When using recursive enumerations, it is important to understand how the number of steps grows as the data structure gets bigger.

We want to know how the time to process these recursive values changes with their size.

Scenario Under Consideration

Analyze the time complexity of the following code snippet.


indirect enum List {
  case end
  case node(Int, List)
}

func length(_ list: List) -> Int {
  switch list {
  case .end:
    return 0
  case let .node(_, tail):
    return 1 + length(tail)
  }
}
    

This code defines a recursive list and a function to count how many elements it has.

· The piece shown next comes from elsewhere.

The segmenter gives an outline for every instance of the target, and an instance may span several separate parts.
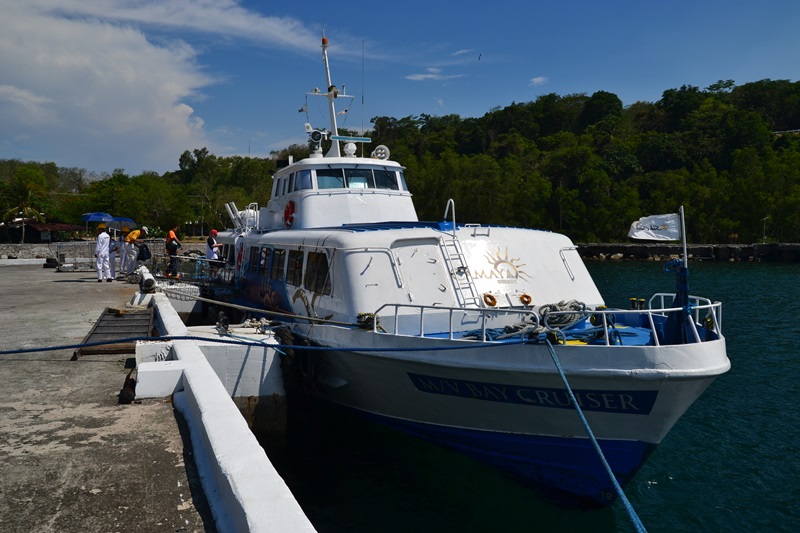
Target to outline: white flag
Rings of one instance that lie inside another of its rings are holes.
[[[642,217],[631,224],[628,237],[651,241],[679,241],[681,240],[680,215],[669,213]]]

Identify Repeating Operations
  • Primary operation: Recursive calls to length for each node in the list.
  • How many times: Once for every element until the end of the list is reached.
How Execution Grows With Input

Each element in the list causes one recursive call, so the work grows directly with the number of elements.

Input Size (n)Approx. Operations
1010 calls
100100 calls
10001000 calls

Pattern observation: The number of steps grows in a straight line with the size of the list.

Final Time Complexity

Time Complexity: O(n)

This means the time to count elements grows directly in proportion to the number of elements.

Common Mistake

[X] Wrong: "Recursive enumerations always cause exponential time because of recursion."

[OK] Correct: Here, each recursive call processes one element only once, so the time grows linearly, not exponentially.

Interview Connect

Understanding how recursion works with data structures like recursive enums helps you explain and reason about code clearly in interviews.

Self-Check

"What if the list was a tree with two recursive branches instead of one? How would the time complexity change?"